Camera obscura, bir duvarında küçük bir delik olan karanlık oda anlamına gelir. Karanlık odaya küçük delikten giren ışık, delikli duvarın tam karşısındaki duvara, dışarıdaki manzaranın ters görüntüsünü yansıtır. Kamera makinelerine objektiften giren ışığın oluşturduğu görüntü de karanlık odadaki gibi terstir; fakat aynalar yardımıyla görüntü ters çevrilerek gerçek görüntü elde edilir. İnsan gözüne gelen görüntü de beyne ters düşer; fakat beyin optik merkezde görüntüyü ters çevirerek gerçek görüntüyü elde eder.
Karanlık oda, fotoğraf makinesi ve insan gözünün işleyişi, insanın dünyevi ve ruhsal yaşamını anlatır. İnsan dünyevi yaşamını karanlık odada yaşar. Evrenle bağını, karanlık odaya ışığın girmesini sağlayan tepe çakrasıyla kurar. Tepe çakrasından gelen evrensel ışık, dünyaya evrendeki görüntünün tersini yansıtır. Evrensel ışığın dünyadaki yansıması, evrendeki gerçeğin tersi görünümündedir. Üçüncü göz, bu yansımayı tersine çevirerek insanın evrensel gerçeği idrak etmesini sağlayan bir aynadır.
Üçüncü göz, karanlığın içinde görünmeyeni görür. Görerek karanlığın içinde yoktan yaratır. Yaratımını, baktığı her yöne doğru genişletir. Yokluktan var ederken, yokluğa ayna tutarak olanı tersine çevirir, var eder.
Üçüncü göz, idraktır.
Üçüncü gözün aktive olması idrakla olur.
Olayların içinde olmasına rağmen olaylara tanık olabilen, olayları olduğu gibi görebilen insan, tanrısal bakış açısına, üçüncü bir göze sahiptir. İnsan tanrısal bakış açısına sahip olduğunda, görüneni, görünenin arkasındaki görünmeyeni, görünen ve görünmeyen arasındaki
ilahi işleyişi idrak edebilir.

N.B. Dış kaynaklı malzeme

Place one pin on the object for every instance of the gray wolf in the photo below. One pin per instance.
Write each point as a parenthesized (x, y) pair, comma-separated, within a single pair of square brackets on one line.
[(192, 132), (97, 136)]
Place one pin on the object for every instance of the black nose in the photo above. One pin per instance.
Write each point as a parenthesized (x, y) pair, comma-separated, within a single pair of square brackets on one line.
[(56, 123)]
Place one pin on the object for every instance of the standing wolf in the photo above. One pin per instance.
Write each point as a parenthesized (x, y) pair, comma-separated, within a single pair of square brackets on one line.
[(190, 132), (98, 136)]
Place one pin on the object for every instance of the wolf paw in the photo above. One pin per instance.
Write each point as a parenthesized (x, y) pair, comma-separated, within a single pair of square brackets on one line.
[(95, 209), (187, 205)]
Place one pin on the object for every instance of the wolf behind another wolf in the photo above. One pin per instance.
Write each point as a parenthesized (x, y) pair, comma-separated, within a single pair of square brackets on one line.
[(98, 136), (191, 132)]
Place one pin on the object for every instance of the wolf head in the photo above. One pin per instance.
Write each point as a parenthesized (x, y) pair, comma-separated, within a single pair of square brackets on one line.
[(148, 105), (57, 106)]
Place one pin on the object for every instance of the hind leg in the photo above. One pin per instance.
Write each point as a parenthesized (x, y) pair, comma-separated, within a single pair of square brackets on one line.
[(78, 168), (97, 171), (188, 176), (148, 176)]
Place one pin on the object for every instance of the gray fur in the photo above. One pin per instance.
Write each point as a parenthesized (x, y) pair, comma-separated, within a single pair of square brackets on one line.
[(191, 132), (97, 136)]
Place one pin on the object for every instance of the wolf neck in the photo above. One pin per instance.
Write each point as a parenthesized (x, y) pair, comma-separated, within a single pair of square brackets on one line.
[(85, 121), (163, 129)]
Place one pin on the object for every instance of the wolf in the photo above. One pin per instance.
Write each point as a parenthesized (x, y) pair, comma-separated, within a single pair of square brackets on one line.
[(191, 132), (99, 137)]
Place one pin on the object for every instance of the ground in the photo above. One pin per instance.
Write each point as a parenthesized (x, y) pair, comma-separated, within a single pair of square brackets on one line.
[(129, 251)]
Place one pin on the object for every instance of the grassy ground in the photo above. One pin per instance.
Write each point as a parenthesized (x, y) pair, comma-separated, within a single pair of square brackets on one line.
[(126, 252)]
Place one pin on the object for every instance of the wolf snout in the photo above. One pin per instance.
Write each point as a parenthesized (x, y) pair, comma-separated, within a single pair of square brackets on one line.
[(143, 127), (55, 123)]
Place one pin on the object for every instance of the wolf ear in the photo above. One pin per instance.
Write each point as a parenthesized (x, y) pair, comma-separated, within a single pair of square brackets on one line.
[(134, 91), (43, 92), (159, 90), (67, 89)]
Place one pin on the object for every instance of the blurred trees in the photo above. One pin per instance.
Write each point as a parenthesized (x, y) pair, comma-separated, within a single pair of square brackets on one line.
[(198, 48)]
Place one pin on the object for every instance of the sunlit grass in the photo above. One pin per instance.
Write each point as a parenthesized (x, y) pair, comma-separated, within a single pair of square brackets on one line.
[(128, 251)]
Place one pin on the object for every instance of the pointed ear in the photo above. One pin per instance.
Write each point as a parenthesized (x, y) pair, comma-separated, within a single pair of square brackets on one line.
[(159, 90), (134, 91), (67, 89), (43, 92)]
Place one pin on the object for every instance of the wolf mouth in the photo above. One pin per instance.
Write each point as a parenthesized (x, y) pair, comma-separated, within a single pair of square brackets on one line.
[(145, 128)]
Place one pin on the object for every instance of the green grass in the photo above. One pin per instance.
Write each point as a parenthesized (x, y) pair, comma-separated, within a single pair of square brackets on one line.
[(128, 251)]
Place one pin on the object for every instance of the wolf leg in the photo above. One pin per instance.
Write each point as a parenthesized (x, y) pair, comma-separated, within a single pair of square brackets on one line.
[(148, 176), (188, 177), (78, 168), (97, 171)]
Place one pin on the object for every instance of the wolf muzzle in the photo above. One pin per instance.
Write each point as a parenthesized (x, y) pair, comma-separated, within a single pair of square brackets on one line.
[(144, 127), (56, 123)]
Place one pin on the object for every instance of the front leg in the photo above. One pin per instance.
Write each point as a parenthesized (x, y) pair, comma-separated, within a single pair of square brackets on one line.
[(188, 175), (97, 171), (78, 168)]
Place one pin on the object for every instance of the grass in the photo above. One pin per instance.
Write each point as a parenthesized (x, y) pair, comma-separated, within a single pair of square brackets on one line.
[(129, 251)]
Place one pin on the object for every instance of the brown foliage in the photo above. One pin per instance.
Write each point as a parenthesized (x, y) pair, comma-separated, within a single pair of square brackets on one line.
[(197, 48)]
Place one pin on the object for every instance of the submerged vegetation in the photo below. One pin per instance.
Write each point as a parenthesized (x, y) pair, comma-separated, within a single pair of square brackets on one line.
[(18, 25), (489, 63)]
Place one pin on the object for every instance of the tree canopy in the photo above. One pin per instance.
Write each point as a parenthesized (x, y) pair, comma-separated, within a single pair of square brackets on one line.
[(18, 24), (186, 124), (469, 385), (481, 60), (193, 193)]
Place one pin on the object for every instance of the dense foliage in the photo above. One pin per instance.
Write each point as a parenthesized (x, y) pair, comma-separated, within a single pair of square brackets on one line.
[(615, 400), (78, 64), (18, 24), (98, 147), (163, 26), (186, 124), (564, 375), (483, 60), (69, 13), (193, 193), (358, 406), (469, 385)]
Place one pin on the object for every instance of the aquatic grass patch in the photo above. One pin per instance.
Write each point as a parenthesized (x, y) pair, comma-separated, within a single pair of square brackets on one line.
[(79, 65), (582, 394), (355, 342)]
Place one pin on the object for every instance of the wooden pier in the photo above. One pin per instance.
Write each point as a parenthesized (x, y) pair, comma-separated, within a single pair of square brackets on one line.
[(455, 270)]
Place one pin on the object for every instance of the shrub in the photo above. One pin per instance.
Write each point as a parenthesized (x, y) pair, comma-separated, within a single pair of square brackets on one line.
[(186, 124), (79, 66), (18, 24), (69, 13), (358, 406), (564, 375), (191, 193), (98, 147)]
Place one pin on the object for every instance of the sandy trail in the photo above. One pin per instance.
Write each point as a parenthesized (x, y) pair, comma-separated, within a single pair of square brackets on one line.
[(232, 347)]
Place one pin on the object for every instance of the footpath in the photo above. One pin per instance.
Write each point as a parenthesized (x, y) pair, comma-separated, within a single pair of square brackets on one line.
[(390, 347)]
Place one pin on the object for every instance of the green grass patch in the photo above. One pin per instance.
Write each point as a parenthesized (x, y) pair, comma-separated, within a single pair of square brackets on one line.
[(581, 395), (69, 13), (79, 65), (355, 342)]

Bu idrak, dünyadaki görüntüyü ve evrensel gerçeği bir bütün olarak görmeyi, yansımaya ayna tutarak gerçeği görmeyi sağlar.
Yansımanın evrensel gerçekliğin tersi olduğunu fark etmeyen insan, dünyevi yaşamında
acı,
korku,
endişe, kavga, karmaşa,
yokluk, düşmanca
ilişkiler gibi yanılsamalara kapılır. Halbuki gerçekte evren sevgiden oluşur. Dünyevi
yaşamın amacı bu yanılsamaları gerçek haline çevirebilmektir.
Karanlık odada yaşayan insan, evrensel ışığı fark ettiğinde, dünyadaki görüntünün aslında evrensel gerçeğin ters çevrilmiş bir yansıması olduğunu anladığında, üçüncü gözüyle yansımayı tersine çevirip evrensel gerçeği olduğu gibi görebildiğinde aydınlanır.
İnsan neyi görür, gözler ve gözetirse, onu var eder.
Kendine bakmak, kendini gözlemek demek, kim olduğunu görmek demektir, kendini var etmek demektir. Hayal görmek, sonsuzluğun içindeki bir gerçekliğin bütün olasılıkları arasından seçim yapıp hayali var etmek demektir. Var etmenin sırrı gözdedir.